Domnitza Roxana, a mãe da noiva das duas coroas, chora e não vê senão as coroas da filha ao lado do general louro de olhos azuis, de rosto branco, vestido de ouro e de veludo no seu uniforme de grande general.

- Da parte dos Russos podes esperar tudo - precisa Domnitza Roxana. - O príncipe veio aqui, a Petrodava, e transformou a vida das mulheres num conto de fadas. É exactamente a maneira eslava de agir. Estes homens, os Russos, não vivem como toda a gente. Tudo o que fazem é exagerado e além dos limites da realidade que nós observamos tão bem, nós os Latinos. Os Russos são alquimistas. Não acreditam na vida. Procuram na vida a felicidade segundo a receita que se encontra nos sonhos e nos contos de fadas. Querem transformar a vida num conto de fadas. É isto a sua alquimia. Como a alquimia do Ocidente procura transformar tudo em ouro. Eles querem a todo o custo mudar a vida num conto de fadas. E aqui, o príncipe conseguiu-o. Transformou a minha vida, a de minha filha e a de Petrodava numa história real.

Ao pé da escada espera um carro estofado de veludo vermelho. No banco está Pantelimon Haidouk, no seu fato de festa, no trajo de Petrodava. À sua direita e à sua esquerda estão dois criados do príncipe com uniformes dourados, mas as rédeas, é Pantelimon quem as segura. É ele quem conduzirá os cavalos do carro para onde subirão Domnitza Stela Illiyuskin e o seu príncipe. Porque os quatro cavalos são os melhores de Petrodava. Não existem melhores cavalos no mundo. E para o cortejo da dupla coroação escolheu-se o que há de melhor nos Cárpatos.

Pantelimon Haidouk é o único de Petrodava que parte para este, para o palácio de Kishinev, onde o príncipe Igor e Stela passarão as duas semanas da sua lua-de-mel, e dali para mais longe, para a Crimeia, para o palácio de Inverno dos príncipes Illiyuskin. Domnitza Roxana, a mãe de Stela, irá ao encontro de sua filha em Kishinev, no palácio para o qual se dirigirão imediatamente depois do casamento.

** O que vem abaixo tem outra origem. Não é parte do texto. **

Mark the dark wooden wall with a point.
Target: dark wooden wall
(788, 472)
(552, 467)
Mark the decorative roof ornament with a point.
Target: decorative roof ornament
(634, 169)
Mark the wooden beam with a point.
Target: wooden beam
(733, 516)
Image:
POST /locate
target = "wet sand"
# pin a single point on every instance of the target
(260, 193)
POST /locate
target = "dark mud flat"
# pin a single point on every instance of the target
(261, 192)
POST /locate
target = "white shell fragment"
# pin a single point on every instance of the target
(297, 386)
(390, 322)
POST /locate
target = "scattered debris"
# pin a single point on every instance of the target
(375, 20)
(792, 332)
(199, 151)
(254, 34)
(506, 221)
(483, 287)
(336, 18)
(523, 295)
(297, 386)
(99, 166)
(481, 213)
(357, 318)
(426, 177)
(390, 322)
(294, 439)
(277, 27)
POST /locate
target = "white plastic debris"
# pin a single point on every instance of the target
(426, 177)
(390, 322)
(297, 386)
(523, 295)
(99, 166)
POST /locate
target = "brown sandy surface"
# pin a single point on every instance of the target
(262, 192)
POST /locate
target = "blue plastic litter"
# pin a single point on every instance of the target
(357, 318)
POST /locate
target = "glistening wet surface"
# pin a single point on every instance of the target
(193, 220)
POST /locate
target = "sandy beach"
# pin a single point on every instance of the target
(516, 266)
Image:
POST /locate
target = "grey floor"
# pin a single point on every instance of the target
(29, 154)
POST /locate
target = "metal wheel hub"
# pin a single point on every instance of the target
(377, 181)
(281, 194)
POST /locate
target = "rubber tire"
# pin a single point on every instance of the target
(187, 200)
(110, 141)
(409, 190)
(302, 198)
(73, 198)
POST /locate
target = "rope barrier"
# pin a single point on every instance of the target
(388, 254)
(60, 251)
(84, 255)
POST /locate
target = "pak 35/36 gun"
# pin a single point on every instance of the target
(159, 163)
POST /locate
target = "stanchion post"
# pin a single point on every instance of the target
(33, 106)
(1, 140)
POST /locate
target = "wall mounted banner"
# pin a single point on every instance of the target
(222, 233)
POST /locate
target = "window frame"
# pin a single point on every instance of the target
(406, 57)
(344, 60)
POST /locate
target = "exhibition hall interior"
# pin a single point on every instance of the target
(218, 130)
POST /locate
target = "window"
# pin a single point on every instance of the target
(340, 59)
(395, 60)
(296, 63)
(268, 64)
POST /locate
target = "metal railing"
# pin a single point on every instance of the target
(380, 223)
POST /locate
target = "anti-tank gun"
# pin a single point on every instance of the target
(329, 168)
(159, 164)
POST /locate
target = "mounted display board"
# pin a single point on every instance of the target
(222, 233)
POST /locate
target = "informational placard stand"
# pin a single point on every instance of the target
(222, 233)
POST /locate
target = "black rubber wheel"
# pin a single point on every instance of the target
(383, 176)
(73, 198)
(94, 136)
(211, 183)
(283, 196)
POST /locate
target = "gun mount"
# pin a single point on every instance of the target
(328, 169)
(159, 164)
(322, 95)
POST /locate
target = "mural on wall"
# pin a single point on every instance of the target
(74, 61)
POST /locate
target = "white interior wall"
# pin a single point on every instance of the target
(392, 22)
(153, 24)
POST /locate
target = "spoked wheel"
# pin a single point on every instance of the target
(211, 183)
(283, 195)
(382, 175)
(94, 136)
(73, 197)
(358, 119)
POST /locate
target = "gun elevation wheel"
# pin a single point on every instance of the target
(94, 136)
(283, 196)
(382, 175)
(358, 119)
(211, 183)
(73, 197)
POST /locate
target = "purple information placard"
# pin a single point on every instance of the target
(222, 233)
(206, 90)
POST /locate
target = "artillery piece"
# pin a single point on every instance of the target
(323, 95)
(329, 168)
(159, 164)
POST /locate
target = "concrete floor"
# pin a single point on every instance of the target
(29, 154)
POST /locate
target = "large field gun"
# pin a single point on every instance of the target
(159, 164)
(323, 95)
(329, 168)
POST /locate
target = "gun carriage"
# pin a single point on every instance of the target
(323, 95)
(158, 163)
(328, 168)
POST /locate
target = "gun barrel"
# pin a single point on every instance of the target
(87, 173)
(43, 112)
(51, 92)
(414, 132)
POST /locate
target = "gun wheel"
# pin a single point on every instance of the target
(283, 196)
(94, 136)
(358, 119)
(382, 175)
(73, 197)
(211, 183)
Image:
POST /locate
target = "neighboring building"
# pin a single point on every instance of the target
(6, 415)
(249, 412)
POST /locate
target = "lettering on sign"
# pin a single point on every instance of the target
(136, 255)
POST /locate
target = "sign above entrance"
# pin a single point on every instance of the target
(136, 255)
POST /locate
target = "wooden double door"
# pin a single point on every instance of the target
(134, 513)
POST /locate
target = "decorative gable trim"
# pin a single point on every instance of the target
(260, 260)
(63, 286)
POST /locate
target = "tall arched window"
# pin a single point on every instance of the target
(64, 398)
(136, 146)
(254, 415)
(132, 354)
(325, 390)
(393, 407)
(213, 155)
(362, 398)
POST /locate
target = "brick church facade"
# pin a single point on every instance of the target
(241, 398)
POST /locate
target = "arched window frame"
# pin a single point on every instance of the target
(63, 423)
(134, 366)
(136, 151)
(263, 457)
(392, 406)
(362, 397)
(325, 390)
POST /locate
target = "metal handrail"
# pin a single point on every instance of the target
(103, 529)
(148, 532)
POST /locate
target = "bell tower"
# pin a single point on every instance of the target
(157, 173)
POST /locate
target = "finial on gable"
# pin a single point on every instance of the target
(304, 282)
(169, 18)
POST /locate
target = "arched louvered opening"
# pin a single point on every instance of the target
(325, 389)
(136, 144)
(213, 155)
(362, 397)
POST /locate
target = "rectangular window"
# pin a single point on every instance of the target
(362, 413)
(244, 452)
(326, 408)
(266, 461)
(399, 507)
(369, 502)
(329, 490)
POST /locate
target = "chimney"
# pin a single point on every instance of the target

Domnitza Roxana pensa que neste momento sua filha Stela se vai. Dentro de duas semanas, ela, Roxana Apostol, a última mulher Roca, partirá também. Definitivamente. com todos os cavalos. Para a Rússia. Para um dos palácios de Stela. A fim de se reanimar para o resto da sua vida com a felicidade de sua filha. Deixará Petrodava. Não venderá a casa. Mas uma casa sem homens Roca e sem cavalos desaparecerá. Os Cárpatos serão abandonados. E os Roca ir-se-ão embora. As duas últimas mulheres, as proprietárias de Petrodava, viverão longe. Stela não conhece senão algumas dúzias de palavras francesas, que pronuncia mal, e nem uma palavra de russo. Sua mãe inquieta-se com a ideia de que Stela não possa entender-se com o marido. Mas Stela responde:

- com os cavalos, nós entendemo-nos, há centenas de anos, sem palavras, visto que os cavalos não falam romeno e nós não falamos a linguagem dos cavalos. E contudo os cavalos são felizes com os Roca e os Roca com eles. E entendem-se muito bem há centenas de anos. Sem palavras. Visto que uma Roca se pode entender com os cavalos, porque não poderá ela entender-se com um russo que ama e que é príncipe e mais castiço que um cavalo de raça? Deixa as palavras. Elas são inúteis. Como a lógica. Mãezinha, põe ainda uma gota de sonho na vida, como os Russos. E os contos de fadas descem à terra. Ao alcance de toda a gente...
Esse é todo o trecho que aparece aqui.